Piers Cawley <[EMAIL PROTECTED]> wrote:
> Leopold Toetsch <[EMAIL PROTECTED]> writes:

>> The problem I have is: do we know where registers may be reset? For
>> example:
>>
>>     $I0 = 10
>>   loop:
>>     $P0 = shift array
>>     dec $I0
>>     if $I0 goto loop
>>
>> What happens if the array PMC's C<shift> get overloaded and does some
>> fancy stuff with continuations.
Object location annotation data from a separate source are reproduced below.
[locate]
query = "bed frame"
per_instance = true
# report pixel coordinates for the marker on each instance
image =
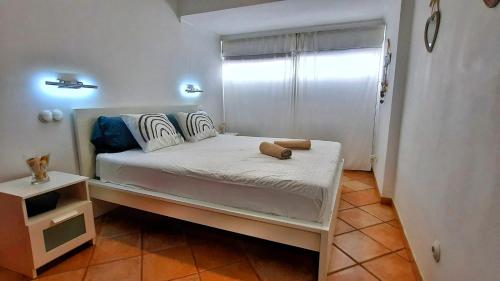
(304, 234)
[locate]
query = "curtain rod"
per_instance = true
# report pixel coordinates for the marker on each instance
(368, 23)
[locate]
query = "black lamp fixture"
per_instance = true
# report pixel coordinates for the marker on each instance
(70, 84)
(190, 88)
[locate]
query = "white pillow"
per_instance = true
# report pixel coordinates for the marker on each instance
(196, 125)
(152, 131)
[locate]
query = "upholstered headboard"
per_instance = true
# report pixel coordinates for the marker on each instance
(84, 119)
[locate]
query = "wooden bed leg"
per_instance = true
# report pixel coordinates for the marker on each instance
(324, 255)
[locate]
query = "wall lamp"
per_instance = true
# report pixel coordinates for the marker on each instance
(70, 84)
(190, 88)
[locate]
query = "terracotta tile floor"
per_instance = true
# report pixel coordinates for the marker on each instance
(134, 245)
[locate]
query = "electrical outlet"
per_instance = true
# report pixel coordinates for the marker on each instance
(436, 250)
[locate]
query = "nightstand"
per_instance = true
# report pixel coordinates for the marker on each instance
(29, 242)
(231, 134)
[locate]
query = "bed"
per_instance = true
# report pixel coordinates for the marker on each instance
(222, 182)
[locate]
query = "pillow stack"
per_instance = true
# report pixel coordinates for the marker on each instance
(196, 126)
(150, 131)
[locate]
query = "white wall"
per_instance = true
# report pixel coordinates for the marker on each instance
(448, 174)
(399, 17)
(189, 7)
(136, 51)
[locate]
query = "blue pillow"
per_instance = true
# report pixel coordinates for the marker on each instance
(111, 135)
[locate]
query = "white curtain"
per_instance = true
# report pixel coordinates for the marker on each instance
(258, 96)
(305, 87)
(336, 98)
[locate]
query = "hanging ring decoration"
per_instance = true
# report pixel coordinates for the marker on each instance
(432, 26)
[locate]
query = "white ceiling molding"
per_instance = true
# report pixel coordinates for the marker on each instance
(288, 14)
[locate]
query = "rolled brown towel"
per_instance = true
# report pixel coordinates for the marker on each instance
(274, 150)
(295, 144)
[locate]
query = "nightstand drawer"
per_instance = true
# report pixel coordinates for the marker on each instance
(61, 231)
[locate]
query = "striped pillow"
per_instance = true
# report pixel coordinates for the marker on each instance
(152, 131)
(196, 125)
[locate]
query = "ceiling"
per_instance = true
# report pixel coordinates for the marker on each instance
(286, 14)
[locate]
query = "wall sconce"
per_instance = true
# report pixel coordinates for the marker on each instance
(46, 116)
(70, 84)
(190, 88)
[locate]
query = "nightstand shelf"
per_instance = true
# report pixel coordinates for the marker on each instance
(29, 242)
(231, 134)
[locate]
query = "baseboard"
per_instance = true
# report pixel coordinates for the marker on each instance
(414, 265)
(386, 201)
(102, 207)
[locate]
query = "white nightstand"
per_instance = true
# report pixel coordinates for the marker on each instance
(27, 243)
(231, 134)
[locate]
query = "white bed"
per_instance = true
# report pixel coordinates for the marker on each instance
(295, 204)
(230, 171)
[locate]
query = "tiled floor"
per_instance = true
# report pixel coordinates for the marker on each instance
(134, 246)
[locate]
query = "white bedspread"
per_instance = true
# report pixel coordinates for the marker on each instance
(237, 160)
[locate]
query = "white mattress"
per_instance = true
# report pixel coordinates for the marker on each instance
(229, 170)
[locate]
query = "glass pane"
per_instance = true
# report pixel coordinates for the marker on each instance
(64, 232)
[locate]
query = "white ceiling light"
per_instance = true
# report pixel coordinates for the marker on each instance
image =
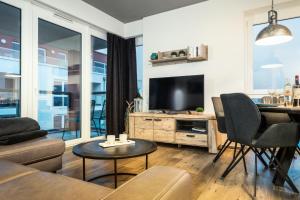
(274, 33)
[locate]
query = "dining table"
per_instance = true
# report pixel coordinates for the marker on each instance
(284, 155)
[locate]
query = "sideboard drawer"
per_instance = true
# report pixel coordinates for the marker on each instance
(141, 133)
(164, 124)
(191, 139)
(144, 122)
(164, 136)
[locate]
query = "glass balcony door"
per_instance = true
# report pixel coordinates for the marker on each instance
(10, 60)
(59, 72)
(98, 86)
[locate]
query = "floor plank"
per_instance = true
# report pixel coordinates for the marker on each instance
(198, 162)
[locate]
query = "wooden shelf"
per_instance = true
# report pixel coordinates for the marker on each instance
(163, 59)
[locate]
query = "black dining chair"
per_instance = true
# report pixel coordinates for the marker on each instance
(220, 117)
(243, 123)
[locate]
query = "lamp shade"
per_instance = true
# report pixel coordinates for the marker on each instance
(274, 34)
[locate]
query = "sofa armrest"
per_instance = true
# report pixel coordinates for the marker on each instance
(279, 135)
(156, 183)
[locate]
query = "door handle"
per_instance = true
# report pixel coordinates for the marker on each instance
(190, 135)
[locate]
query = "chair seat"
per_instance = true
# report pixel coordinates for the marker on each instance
(33, 150)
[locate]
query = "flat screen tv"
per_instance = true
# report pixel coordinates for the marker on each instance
(182, 93)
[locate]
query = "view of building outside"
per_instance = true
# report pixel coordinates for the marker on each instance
(59, 76)
(139, 63)
(272, 65)
(59, 80)
(10, 65)
(98, 104)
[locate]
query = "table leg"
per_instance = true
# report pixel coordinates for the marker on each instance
(115, 173)
(83, 169)
(285, 157)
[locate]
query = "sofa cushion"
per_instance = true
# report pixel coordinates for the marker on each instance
(156, 183)
(33, 150)
(21, 137)
(10, 126)
(46, 186)
(10, 171)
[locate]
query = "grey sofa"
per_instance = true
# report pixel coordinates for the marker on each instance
(19, 182)
(42, 153)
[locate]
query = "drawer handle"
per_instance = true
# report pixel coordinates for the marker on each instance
(190, 135)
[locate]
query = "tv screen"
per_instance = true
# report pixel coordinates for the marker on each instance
(176, 93)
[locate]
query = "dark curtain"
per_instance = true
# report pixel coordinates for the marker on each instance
(121, 81)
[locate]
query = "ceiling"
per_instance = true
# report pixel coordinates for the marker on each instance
(132, 10)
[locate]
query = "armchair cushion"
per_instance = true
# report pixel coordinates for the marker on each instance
(9, 126)
(21, 137)
(278, 135)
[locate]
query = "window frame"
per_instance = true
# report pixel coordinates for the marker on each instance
(256, 17)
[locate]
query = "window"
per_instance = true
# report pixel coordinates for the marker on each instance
(139, 65)
(99, 61)
(99, 67)
(273, 65)
(59, 85)
(10, 65)
(42, 55)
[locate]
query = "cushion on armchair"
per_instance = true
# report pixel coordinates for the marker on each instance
(15, 130)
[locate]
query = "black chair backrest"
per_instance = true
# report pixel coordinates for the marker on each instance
(242, 118)
(93, 105)
(219, 111)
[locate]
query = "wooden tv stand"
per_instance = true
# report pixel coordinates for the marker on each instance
(182, 129)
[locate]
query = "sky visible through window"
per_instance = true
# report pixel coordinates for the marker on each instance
(139, 63)
(286, 57)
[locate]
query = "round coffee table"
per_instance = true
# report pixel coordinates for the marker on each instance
(92, 150)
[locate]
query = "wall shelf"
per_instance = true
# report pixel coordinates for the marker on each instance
(165, 57)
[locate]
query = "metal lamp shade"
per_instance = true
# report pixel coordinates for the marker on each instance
(274, 34)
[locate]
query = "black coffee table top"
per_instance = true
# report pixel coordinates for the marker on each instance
(92, 150)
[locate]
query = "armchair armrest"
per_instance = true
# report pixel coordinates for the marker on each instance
(279, 135)
(156, 183)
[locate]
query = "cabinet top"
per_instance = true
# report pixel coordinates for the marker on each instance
(176, 116)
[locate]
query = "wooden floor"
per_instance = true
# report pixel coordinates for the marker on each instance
(207, 184)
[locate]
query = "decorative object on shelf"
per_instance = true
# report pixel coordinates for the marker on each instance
(154, 56)
(174, 54)
(138, 103)
(182, 53)
(199, 109)
(190, 54)
(129, 110)
(274, 33)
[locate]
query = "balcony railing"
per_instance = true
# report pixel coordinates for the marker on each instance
(9, 53)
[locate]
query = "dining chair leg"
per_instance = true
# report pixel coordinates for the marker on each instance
(224, 147)
(260, 157)
(244, 161)
(255, 175)
(235, 161)
(285, 175)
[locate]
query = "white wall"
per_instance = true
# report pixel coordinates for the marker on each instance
(220, 24)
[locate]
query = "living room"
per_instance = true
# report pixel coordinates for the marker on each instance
(161, 99)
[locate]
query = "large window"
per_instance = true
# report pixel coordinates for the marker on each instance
(59, 80)
(98, 102)
(10, 65)
(273, 65)
(139, 63)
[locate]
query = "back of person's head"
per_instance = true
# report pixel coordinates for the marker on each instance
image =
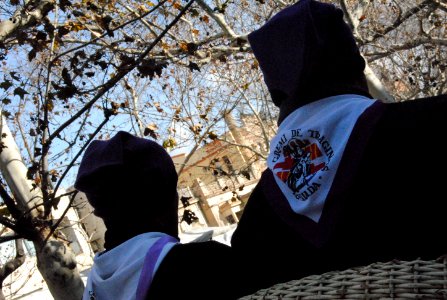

My gut feeling is that the loop might
>> suddenly turn into an infinite loop, depending on some code behind the
>> scenes ($I0 might be allocated into the preserved register range or not
>> depending on allocation pressure).
>>
>> Second: if we don't have a notion that a continuation may capture and
>> restore a register frame, a compiler can hardly use any I,S,N registers
>> because some library code or external function might just restore these
>> registers.

> This is, of course, why so many languages that have full continuations
> use reference types throughout, even for numbers. And immutable strings...

So my conclusion that (in combination with restoring registers to the
values of continuation creation) I,S,N registers are almost unusable is
correct?

What about my proposal "Lexicals, continuations, and register
allocation"? Would that provide proper semantics for continuations?